UNITED STATES
SECURITIES AND EXCHANGE COMMISSION
Washington, D.C. 20549
FORM 12b-25
NOTIFICATION OF LATE FILING
(Check One):__Form 10-K __Form 20-F __Form 11-K X Form 10-Q __Form N-SAR
For Period Ended: JULY 31, 1996
[ ] Transition Report on Form 10-K
[ ] Transition Report on Form 20-F
[ ] Transition Report on Form 11-K
[ ] Transition Report on Form 10-Q
[ ] Transition Report on Form N-SAR
For the Transition Period Ended:_____________________
PART I-REGISTRANT INFORMATION
IFS International, Inc.
Rensselaer Technology Park, 185 Jordan Rd.
Troy, NY 12180
PART II-RULES 12b-25(b) AND (c)
If the subject report could not be filed without unreasonable effort or expense
and the registrant seeks relief pursuant to Rule 12b-25(b), the following
should be completed. (Check box if appropriate)

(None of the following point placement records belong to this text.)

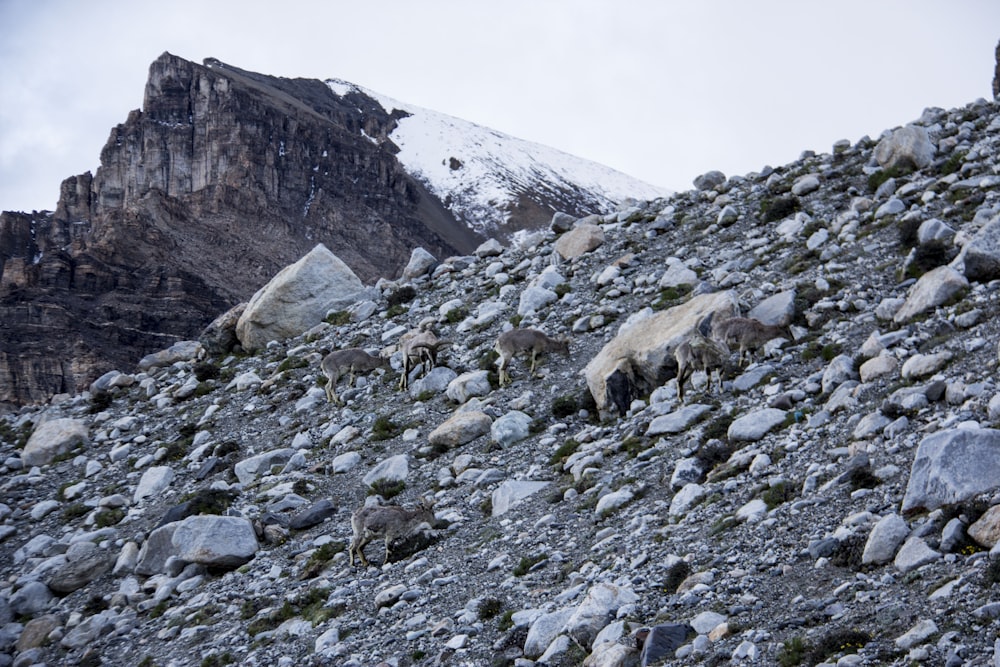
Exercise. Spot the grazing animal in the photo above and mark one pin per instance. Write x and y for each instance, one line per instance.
(390, 522)
(516, 341)
(351, 360)
(698, 353)
(749, 334)
(419, 347)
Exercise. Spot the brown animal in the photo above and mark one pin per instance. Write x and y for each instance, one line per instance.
(390, 522)
(749, 334)
(698, 353)
(516, 341)
(351, 360)
(419, 347)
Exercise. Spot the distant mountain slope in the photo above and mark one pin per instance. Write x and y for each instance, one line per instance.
(226, 176)
(478, 172)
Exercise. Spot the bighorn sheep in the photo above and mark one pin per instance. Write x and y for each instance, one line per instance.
(748, 333)
(351, 360)
(390, 522)
(515, 341)
(696, 352)
(419, 347)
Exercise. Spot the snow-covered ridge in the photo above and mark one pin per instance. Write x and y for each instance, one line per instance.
(479, 173)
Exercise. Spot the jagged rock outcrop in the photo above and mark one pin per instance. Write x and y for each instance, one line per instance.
(224, 177)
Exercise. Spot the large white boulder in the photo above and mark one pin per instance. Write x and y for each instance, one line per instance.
(641, 357)
(298, 298)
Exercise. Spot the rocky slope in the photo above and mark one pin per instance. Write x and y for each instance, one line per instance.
(224, 177)
(796, 517)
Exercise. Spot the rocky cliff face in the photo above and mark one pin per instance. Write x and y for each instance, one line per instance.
(221, 179)
(836, 502)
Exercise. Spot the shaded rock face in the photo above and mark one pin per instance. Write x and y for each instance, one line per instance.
(221, 180)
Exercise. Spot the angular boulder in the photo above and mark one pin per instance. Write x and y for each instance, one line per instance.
(298, 298)
(641, 357)
(580, 240)
(934, 288)
(953, 466)
(979, 259)
(460, 428)
(907, 147)
(183, 350)
(219, 337)
(53, 439)
(207, 539)
(420, 263)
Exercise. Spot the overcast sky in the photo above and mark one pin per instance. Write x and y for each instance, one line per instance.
(662, 90)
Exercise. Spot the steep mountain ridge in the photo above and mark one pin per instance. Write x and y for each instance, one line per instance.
(778, 521)
(221, 179)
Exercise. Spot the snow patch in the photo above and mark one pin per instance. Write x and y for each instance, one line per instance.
(480, 172)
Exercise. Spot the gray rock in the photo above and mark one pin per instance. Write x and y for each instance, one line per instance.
(689, 495)
(493, 248)
(881, 366)
(678, 420)
(435, 382)
(754, 426)
(52, 439)
(219, 337)
(510, 428)
(640, 357)
(153, 482)
(393, 469)
(751, 378)
(185, 350)
(727, 216)
(313, 515)
(918, 634)
(544, 630)
(31, 599)
(562, 222)
(511, 492)
(951, 466)
(838, 371)
(677, 274)
(934, 288)
(805, 184)
(709, 180)
(468, 385)
(85, 562)
(922, 365)
(534, 299)
(250, 469)
(460, 428)
(776, 309)
(979, 259)
(907, 147)
(420, 263)
(663, 641)
(579, 241)
(610, 502)
(298, 298)
(885, 538)
(986, 529)
(892, 207)
(932, 229)
(344, 462)
(686, 470)
(89, 630)
(597, 610)
(214, 541)
(870, 426)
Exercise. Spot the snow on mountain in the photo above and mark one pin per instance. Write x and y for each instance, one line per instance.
(480, 173)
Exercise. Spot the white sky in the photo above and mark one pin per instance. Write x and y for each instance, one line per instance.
(663, 90)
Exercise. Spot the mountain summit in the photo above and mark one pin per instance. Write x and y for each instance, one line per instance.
(224, 177)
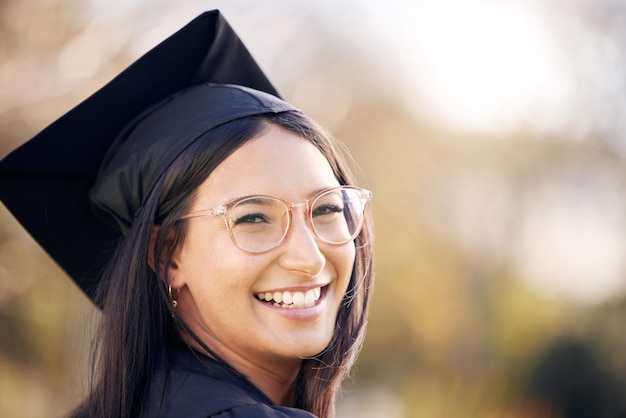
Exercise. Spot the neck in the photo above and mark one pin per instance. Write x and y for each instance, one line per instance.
(276, 379)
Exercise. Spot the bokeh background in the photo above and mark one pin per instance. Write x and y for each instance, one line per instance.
(492, 134)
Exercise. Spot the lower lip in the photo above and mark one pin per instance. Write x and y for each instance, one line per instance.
(307, 313)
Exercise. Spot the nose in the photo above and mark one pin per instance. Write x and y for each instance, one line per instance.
(300, 250)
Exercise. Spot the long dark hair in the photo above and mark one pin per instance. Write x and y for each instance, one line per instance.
(138, 322)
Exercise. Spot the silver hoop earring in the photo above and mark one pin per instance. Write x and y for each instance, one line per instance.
(174, 301)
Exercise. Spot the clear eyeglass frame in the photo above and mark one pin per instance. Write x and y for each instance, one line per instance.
(355, 198)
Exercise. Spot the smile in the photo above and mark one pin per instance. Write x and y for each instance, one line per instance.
(288, 299)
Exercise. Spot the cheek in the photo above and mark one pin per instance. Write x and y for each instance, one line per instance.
(342, 258)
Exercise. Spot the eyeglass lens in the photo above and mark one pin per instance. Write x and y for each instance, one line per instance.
(259, 223)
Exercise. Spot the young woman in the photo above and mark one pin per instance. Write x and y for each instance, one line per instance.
(240, 282)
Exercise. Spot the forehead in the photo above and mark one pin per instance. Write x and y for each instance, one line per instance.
(276, 162)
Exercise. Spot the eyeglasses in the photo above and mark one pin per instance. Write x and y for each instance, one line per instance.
(260, 223)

|(a) The reasons described in reasonable detail in Part III of this form
| could not be eliminated without unreasonable effort or expense;
|
|(b) The subject annual report, semi-annual report, transition report
| on Form 10-K, Form 20-F, 11-K, Form N-SAR, or portion thereof,
_X_ | will be filed on or before the fifteenth calendar day following
| the prescribed due date; or the subject quarterly report of
| transition report on Form 10-Q, or portion thereof will be filed
| on before the fifth calendar day following the prescribed due
| date; and
|(c) The accountant's statement or other exhibit required by rule 12b-
| 25(c) has been attached if applicable.
PART III-NARRATIVE
State below in reasonable detail the reasons why the Form 10-K, 11-K, 10-Q,
N-SAR, or the transition report or portion thereof, could not be filed within
the prescribed time period. (Attach Extra Sheets if Needed)

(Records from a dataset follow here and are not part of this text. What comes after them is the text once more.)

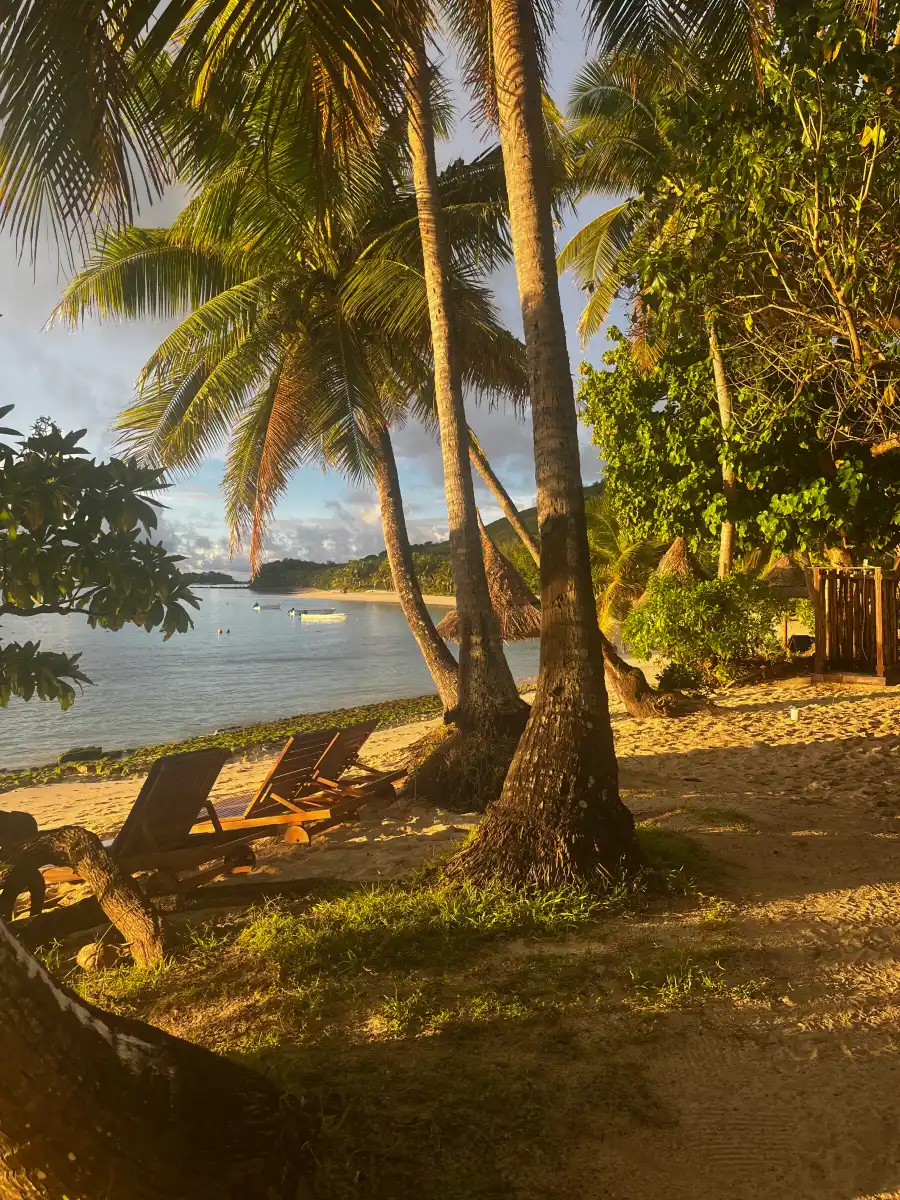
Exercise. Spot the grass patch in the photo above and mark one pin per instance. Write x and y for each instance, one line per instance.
(675, 853)
(681, 979)
(256, 738)
(402, 928)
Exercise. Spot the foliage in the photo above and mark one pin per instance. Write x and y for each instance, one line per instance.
(301, 337)
(714, 624)
(241, 739)
(681, 677)
(659, 436)
(73, 539)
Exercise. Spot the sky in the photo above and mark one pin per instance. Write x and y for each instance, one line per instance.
(83, 378)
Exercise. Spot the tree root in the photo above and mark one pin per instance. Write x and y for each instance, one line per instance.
(118, 894)
(460, 769)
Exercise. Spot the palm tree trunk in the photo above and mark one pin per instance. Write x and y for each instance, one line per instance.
(437, 657)
(94, 1104)
(487, 690)
(559, 817)
(629, 682)
(481, 465)
(723, 394)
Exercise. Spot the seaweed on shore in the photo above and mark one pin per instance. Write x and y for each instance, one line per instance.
(238, 739)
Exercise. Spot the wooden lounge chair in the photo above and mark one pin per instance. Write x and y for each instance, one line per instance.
(309, 777)
(157, 833)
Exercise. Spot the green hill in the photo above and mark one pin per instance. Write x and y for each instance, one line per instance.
(502, 531)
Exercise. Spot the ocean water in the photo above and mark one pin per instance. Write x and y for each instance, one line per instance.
(268, 666)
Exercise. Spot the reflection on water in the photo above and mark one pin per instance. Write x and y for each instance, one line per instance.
(268, 665)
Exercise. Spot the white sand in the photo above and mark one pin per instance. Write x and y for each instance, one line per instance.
(370, 594)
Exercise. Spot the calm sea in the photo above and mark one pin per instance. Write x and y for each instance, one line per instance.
(267, 666)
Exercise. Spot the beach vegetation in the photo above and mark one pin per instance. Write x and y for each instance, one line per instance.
(707, 625)
(76, 539)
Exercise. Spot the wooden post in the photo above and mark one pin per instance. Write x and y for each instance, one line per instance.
(817, 585)
(879, 623)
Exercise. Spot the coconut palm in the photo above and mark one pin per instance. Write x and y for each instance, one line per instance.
(301, 343)
(87, 90)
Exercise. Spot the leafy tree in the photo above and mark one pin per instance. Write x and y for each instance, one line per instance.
(659, 435)
(712, 624)
(73, 539)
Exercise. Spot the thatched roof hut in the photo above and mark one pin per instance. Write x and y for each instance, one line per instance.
(678, 559)
(787, 579)
(516, 607)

Additional time will be required in order for the registrant to complete and
issue the Quarterly Report on Form 10-QSB. Due to the understaffing of the
Company's accounting department along with the late filing of the Company's
Form 10-KSB, additional time will be required to complete form 10-QSB. The
company is in the process of adding additional staff to it's accounting
department and does not foresee this to be a problem with future filings.

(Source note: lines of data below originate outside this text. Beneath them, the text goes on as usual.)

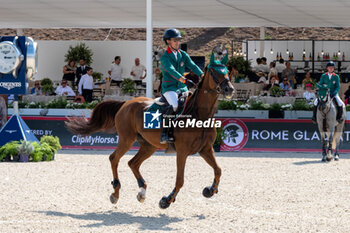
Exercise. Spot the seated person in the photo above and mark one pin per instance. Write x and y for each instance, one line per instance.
(63, 89)
(309, 96)
(307, 79)
(36, 90)
(267, 87)
(347, 96)
(286, 87)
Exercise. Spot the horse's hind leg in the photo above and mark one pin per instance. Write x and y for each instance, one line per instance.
(145, 151)
(209, 156)
(123, 146)
(336, 140)
(180, 166)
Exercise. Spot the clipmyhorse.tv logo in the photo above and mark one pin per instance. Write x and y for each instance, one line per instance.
(152, 120)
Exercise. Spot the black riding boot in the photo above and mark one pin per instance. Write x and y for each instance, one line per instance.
(340, 114)
(314, 120)
(166, 135)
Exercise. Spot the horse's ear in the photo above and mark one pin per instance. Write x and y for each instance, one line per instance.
(224, 60)
(212, 58)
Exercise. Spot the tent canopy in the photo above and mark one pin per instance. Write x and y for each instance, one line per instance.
(173, 13)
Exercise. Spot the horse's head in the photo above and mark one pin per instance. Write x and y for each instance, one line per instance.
(324, 98)
(218, 73)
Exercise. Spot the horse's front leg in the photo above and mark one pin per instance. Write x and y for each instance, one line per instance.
(323, 141)
(180, 163)
(330, 141)
(209, 156)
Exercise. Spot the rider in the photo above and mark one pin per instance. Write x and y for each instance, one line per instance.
(332, 81)
(172, 64)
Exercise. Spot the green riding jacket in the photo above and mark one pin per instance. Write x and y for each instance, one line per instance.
(333, 84)
(173, 69)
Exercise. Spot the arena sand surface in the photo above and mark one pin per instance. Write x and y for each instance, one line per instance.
(259, 192)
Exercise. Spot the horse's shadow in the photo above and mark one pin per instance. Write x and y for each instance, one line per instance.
(111, 218)
(308, 162)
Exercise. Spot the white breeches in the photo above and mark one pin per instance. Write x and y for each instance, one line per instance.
(171, 97)
(337, 98)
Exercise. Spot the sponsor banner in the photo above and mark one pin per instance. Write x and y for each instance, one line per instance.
(274, 135)
(242, 135)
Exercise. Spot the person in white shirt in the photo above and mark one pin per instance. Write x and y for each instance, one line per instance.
(138, 71)
(86, 85)
(265, 68)
(273, 71)
(63, 89)
(280, 66)
(309, 96)
(116, 71)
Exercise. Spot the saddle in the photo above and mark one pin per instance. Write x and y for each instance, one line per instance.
(161, 103)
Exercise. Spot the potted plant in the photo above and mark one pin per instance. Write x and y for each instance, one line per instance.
(24, 150)
(220, 137)
(128, 86)
(80, 51)
(53, 143)
(47, 86)
(276, 91)
(97, 76)
(8, 151)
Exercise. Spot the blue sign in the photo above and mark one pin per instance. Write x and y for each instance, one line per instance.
(151, 120)
(16, 129)
(13, 53)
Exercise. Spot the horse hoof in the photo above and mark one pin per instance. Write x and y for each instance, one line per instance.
(208, 192)
(141, 198)
(113, 199)
(163, 203)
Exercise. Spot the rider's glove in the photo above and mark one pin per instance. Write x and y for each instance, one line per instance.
(189, 83)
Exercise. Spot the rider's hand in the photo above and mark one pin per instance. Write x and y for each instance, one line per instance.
(190, 83)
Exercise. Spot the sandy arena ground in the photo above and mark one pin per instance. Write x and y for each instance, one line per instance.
(259, 192)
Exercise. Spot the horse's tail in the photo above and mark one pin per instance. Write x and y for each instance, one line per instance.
(102, 119)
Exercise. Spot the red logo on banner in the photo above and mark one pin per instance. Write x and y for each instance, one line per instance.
(236, 134)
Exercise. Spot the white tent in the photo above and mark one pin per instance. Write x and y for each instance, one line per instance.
(172, 13)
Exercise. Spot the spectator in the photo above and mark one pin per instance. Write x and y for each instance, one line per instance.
(262, 78)
(347, 96)
(80, 70)
(307, 79)
(116, 71)
(273, 70)
(280, 66)
(138, 72)
(289, 74)
(64, 90)
(36, 90)
(273, 82)
(264, 66)
(233, 75)
(86, 85)
(257, 67)
(69, 71)
(286, 87)
(309, 96)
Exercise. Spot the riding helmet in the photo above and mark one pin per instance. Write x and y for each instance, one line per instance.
(330, 64)
(171, 33)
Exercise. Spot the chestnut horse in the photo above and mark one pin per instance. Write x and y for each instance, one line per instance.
(127, 119)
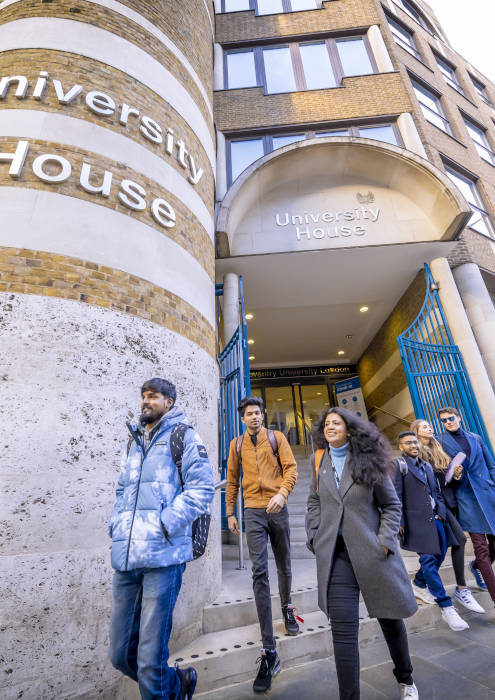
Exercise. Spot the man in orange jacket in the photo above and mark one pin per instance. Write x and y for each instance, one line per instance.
(269, 473)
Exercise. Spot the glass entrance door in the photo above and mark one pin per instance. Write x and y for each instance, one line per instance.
(280, 413)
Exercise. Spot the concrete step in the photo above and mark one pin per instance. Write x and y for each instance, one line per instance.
(226, 614)
(228, 657)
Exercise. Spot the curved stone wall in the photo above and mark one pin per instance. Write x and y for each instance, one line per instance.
(106, 278)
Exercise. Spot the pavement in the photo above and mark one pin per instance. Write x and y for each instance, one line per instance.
(447, 666)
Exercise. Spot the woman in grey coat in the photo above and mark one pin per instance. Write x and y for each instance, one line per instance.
(352, 523)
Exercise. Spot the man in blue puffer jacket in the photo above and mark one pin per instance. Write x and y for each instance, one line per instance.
(150, 527)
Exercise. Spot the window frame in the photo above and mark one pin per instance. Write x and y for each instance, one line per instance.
(413, 49)
(438, 99)
(454, 82)
(480, 207)
(267, 137)
(297, 63)
(286, 5)
(480, 89)
(485, 144)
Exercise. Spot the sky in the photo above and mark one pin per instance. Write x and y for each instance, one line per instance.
(469, 28)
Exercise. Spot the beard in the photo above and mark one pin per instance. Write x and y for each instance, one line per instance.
(149, 416)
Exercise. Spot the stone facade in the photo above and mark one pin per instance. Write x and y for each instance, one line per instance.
(98, 292)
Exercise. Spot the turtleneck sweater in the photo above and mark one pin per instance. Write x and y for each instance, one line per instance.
(338, 456)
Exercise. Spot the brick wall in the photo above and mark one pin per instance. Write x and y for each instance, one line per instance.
(46, 274)
(334, 15)
(473, 247)
(362, 96)
(178, 20)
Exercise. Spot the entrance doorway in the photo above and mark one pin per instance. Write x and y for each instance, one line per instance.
(293, 408)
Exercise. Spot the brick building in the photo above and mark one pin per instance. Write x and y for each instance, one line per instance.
(345, 70)
(325, 150)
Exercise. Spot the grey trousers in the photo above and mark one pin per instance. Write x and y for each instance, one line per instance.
(261, 526)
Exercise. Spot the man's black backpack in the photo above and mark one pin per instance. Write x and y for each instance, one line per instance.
(201, 525)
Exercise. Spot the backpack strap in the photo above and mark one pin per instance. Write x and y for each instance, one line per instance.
(177, 446)
(402, 465)
(272, 439)
(238, 448)
(318, 458)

This current filing could not have been timely without unreasonable effort or
expense. The additional five days should be sufficient to complete the filing.
PART IV-OTHER INFORMATION
(1) Name and telephone number of person to contact in regard to this
notification:
Carmen Pascuito 518 283-7900
(2) Have all other periodic reports required under Section 13 or 15(d) of
the Securities Exchange Act of 1934 or Section 30 of the Investment Company
Act of 1940 during the preceding 12 months (or for such shorter) period that
the registrant was required to file such reports)been filed? If answer is no,
identify report(s). _X_ Yes __ No
(3) Is it anticipated that any significant change in results of operations
from the corresponding period for last fiscal year will be reflected by the
earnings statements to be included in the subject report or portion thereof?
___ Yes _X_ No
If so, attach an explanation of the anticipated change, both
narratively and quantitatively, and, if appropriate, state the reasons
why a reasonable estimate of the results cannot be made.
IFS INTERNATIONAL, INC.
has caused this notification to be signed on its behalf by the undersigned
hereunto duly authorized.
Date SEPTEMBER 16, 1996 By \S\ FRANK PASCUITO
Frank Pascuito, Chairman
INSTRUCTION: The form may be signed by an executive officer of the registrant
or by any duly authorized representative. The name and title of the person
signing the form shall be typed or printed beneath the signature. If the
statement is signed on behalf of the registrant by an authorized representative
(other than an executive officer), evidence of the representative's authority
to sign on behalf of the registrant shall be filed with the form.
GENERAL INSTRUCTIONS
1. This form is required by Rule 12b-25 (17 CFR 240.12b-25) of the General
Rules and Regulations under the Securities Exchange Act of 1934.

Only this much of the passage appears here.